On observe un découplage entre croissance économique [de 3,2% en 2024] et croissance des émissions. C’est le résultat de la part croissante des renouvelables, d’une plus forte pénétration du nucléaire, des voitures électriques et autres technologies », a commenté le directeur de l’AIE. « Nos économies sont de plus en plus dépendantes à l’électricité », a renchéri Laura Cozzi, directrice du développement durable et des technologies à l’AIE.
En parallèle, la consommation de pétrole n’a augmenté que de 0,8% en 2024 (comparé au 1,9% de 2024) en 2024 pour ne composer que 30% du mix énergétique mondial, pour la première fois. Cependant, les énergies polluantes restent la première source de production de l’électricité mondiale (environ 60%, dont la moitié du charbon).
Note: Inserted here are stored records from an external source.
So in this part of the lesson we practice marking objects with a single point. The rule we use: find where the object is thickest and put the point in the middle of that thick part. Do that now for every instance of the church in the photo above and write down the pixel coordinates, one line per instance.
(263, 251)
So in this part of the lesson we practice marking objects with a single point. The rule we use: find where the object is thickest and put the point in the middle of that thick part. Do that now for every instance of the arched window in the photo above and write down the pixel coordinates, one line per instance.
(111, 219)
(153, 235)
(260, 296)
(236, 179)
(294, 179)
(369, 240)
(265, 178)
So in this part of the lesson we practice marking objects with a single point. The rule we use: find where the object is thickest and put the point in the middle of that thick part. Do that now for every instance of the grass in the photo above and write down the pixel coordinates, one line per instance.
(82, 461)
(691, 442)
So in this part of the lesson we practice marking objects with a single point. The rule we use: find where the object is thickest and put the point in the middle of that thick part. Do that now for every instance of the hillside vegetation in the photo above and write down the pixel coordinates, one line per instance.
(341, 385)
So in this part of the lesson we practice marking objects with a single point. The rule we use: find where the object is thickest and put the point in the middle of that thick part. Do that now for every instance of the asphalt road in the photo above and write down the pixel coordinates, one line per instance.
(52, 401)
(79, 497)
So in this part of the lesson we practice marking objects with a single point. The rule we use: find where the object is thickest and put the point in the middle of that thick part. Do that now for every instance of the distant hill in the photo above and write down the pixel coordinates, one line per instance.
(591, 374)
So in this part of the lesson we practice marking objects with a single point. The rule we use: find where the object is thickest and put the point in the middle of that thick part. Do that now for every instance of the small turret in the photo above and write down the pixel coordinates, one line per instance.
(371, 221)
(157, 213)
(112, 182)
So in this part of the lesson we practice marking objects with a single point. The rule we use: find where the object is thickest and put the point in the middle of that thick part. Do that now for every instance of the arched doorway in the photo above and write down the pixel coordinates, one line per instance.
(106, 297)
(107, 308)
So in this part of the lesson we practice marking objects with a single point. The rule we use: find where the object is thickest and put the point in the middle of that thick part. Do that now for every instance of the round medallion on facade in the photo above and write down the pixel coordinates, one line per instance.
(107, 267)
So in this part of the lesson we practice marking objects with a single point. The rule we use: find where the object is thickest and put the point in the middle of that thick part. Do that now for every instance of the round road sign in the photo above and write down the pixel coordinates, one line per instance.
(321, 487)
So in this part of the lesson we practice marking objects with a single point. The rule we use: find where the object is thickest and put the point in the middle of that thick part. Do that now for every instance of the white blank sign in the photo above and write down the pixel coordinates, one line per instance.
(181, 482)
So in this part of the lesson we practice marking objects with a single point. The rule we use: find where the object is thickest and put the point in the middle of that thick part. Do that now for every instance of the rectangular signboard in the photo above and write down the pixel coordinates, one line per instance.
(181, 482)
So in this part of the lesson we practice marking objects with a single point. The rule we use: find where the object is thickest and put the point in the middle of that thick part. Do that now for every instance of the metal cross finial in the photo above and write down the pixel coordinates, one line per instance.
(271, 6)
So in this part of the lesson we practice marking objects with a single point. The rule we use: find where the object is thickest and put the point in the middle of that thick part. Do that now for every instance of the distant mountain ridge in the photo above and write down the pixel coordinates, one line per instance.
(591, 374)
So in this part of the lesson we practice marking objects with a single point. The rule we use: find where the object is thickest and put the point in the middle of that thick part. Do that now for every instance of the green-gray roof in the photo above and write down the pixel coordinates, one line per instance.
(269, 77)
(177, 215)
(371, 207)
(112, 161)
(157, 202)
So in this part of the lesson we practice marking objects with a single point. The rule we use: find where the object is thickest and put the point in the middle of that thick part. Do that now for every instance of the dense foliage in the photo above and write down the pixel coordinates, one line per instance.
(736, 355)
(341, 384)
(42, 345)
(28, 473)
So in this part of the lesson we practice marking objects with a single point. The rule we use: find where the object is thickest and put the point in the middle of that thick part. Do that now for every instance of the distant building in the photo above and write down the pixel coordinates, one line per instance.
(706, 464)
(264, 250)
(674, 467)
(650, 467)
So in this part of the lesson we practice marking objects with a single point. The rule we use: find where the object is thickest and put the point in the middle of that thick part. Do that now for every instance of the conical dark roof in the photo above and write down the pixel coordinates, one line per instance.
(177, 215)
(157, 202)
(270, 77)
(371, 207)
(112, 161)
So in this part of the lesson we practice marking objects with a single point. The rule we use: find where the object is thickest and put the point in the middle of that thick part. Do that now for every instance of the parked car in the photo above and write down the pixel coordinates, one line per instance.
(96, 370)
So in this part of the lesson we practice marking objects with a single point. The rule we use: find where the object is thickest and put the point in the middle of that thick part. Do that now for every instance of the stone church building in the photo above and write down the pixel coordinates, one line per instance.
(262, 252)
De plus, les tendances sont variables selon les secteurs : la demande des transports routiers est en baisse quand celles des secteurs pétrochimique et de l’aviation augmentent. « Lors des dix dernières années, la Chine a été responsable de 60% de l’augmentation de la demande en pétrole. Avec le ralentissement et le changement de nature de l’économie chinoise ainsi que l’introduction des véhicules électriques, cette demande pétrolière est devenue beaucoup plus basse. Nous verrons les conséquences de tout cela au cours des prochaines années », a souligné Fatih Birol.
En revanche, en tête de gondole des combustibles fossiles, le gaz naturel augmente de +2,7% en 2024.
« Au vu des incertitudes géopolitiques qui augmentent jour après jour, on a toutes les raisons de se rappeler la mission première de l’AIE : la sécurité énergétique », a conclu Fatih Birol. Celle-ci « évolue » : « il y a les préoccupations traditionnelles, comme le pétrole et le gaz, et il y en a des nouvelles : les risques à venir », a-t-il ajouté. L’Agence de l’énergie tiendra un sommet pour la sécurité énergétique les 24 et 25 avril au Royaume-Uni.